At first glance I thought the Orlogsmuseet was going to be a watchmaking museum, because I incorrectly associated the Danish word orlogs with the French word horloge. But it turned out to be the Royal Danish Naval Museum, with a walk-in model of an old warship and several detailed models of historic naval battles.
In this model, little wisps of cotton are used to show the smoke when a cannon had just been fired.

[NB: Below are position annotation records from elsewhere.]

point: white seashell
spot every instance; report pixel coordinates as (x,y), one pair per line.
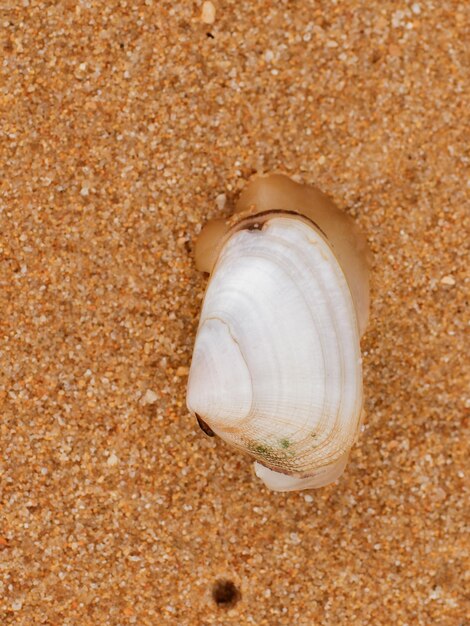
(276,369)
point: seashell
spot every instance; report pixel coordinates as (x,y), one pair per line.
(276,369)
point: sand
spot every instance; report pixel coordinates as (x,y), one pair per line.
(124,127)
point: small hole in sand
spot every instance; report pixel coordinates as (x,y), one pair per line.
(225,593)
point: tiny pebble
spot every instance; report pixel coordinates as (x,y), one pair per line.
(150,397)
(208,12)
(112,460)
(295,539)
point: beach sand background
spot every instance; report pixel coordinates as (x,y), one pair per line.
(124,127)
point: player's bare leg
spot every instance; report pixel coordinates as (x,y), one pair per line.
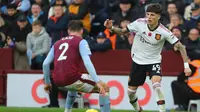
(71,97)
(104,100)
(133,99)
(159,95)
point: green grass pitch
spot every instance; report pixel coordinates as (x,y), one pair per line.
(15,109)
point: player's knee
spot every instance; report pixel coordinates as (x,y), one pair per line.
(107,88)
(132,90)
(155,79)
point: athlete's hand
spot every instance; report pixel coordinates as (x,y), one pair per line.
(108,23)
(101,87)
(47,88)
(187,71)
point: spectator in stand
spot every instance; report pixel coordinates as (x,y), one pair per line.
(192,44)
(171,9)
(44,4)
(38,45)
(100,44)
(99,13)
(17,38)
(12,15)
(175,20)
(37,14)
(79,10)
(188,11)
(125,12)
(57,24)
(54,3)
(22,5)
(195,17)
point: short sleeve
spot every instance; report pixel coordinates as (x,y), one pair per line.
(133,27)
(171,38)
(84,48)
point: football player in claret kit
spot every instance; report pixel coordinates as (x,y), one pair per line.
(146,53)
(67,54)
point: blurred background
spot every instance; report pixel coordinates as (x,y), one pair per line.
(28,29)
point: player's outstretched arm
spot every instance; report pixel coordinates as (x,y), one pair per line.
(109,24)
(179,46)
(85,54)
(46,66)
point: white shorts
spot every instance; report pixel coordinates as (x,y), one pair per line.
(85,84)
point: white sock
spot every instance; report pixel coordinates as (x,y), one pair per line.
(68,110)
(159,96)
(133,99)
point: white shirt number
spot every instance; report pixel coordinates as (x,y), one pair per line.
(63,47)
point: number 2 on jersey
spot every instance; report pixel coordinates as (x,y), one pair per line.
(64,47)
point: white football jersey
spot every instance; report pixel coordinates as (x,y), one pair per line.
(147,44)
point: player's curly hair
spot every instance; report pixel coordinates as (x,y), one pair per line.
(155,7)
(75,25)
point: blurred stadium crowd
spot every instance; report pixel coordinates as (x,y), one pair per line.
(31,27)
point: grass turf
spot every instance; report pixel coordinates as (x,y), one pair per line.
(15,109)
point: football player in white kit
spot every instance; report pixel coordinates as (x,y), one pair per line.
(146,53)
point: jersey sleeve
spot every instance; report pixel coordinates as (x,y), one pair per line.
(171,38)
(84,48)
(133,27)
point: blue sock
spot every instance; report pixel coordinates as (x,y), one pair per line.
(104,102)
(71,97)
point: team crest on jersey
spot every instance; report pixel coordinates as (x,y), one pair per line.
(158,37)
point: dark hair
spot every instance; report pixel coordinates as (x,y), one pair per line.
(11,6)
(156,8)
(58,6)
(75,25)
(37,22)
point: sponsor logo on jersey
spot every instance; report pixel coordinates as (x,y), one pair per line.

Just be glad you weren’t a prisoner in Denmark in the eighteenth century, because they used prisoner-power to drive the mud-machines that kept the harbors deep enough for big sailing ships. This mud-machine from the year 1751 was able to dig mud down to a depth of six meters. It was propelled by 22 prisoners in two treadmills. The model in the museum display case is a contemporary model made to a scale of 1:16.

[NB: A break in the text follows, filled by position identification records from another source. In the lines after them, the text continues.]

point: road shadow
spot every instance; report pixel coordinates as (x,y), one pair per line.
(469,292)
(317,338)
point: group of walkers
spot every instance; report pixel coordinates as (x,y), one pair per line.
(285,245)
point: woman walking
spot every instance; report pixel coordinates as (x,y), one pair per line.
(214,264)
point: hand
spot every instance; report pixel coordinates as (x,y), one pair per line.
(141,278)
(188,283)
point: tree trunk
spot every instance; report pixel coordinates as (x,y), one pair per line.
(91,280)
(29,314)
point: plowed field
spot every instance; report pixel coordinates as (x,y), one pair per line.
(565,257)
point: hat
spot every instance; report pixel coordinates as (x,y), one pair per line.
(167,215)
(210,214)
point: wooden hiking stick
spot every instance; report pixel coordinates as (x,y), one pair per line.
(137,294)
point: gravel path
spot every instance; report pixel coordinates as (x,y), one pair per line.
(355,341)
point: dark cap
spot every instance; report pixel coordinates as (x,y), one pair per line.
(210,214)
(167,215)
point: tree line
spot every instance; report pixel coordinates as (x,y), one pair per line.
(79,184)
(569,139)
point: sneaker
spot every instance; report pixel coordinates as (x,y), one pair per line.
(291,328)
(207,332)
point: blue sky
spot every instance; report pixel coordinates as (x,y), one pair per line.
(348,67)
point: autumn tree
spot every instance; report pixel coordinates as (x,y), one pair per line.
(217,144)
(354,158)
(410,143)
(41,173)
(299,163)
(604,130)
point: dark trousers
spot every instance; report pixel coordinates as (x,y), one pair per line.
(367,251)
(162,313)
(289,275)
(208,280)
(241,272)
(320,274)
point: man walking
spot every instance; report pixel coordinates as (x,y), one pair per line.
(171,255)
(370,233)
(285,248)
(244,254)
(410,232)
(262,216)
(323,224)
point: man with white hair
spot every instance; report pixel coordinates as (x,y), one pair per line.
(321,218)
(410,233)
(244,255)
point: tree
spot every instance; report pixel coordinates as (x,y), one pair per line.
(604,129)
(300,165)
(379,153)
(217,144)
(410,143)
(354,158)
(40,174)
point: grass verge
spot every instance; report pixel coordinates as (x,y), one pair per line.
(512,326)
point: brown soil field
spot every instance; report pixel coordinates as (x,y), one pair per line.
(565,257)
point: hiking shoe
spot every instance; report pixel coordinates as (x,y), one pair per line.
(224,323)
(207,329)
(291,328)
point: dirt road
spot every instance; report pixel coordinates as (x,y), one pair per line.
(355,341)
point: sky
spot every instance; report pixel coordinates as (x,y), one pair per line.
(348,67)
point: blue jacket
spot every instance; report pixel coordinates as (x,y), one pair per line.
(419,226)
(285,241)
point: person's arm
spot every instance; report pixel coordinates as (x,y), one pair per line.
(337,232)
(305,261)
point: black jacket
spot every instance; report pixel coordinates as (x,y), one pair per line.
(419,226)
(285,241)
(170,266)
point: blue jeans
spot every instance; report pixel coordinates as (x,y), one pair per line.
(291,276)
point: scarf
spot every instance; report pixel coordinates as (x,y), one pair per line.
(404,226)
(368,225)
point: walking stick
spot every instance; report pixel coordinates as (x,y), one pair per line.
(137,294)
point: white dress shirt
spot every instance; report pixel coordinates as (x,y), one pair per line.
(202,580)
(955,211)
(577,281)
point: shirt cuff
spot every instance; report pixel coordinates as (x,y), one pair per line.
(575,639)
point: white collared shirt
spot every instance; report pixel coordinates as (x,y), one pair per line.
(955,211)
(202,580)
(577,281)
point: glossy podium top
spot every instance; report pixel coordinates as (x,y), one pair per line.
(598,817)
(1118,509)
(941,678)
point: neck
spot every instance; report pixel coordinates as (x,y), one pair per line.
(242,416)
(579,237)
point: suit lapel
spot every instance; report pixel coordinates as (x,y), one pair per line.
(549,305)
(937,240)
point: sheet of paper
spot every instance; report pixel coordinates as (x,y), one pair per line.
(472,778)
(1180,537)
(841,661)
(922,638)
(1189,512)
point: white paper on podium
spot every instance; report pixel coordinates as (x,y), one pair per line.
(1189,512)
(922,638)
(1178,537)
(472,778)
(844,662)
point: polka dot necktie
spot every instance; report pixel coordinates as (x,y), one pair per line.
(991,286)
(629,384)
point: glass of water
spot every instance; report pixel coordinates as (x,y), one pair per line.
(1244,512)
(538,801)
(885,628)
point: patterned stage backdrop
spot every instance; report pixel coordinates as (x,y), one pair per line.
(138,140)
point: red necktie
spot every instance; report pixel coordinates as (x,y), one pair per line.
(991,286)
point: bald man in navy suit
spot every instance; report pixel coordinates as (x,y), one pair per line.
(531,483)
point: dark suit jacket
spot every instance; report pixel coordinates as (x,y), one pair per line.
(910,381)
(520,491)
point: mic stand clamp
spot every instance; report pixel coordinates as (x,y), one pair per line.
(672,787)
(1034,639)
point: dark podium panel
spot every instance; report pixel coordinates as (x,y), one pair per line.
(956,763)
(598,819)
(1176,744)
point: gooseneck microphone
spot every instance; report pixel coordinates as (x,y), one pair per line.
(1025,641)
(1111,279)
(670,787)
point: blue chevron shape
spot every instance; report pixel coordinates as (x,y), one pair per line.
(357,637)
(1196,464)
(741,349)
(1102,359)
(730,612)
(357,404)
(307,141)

The Royal Danish Naval Museum (Orlogsmuseet) also includes numerous models of fully-rigged sailing ships, mostly warships. The accompanying texts, in Danish and English, remind us that these ships were the basis of Danish military power for centuries, and required huge amounts of highly disciplined manpower to run them.
The opera Billy Budd, by Benjamin Britten (1913-1976), takes place on a warship much like the ones shown here.
The Maritime Museum is at Frederiksholms Kanal 29 in Copenhagen.
My photos in this post are from 2009. I revised the text in 2018.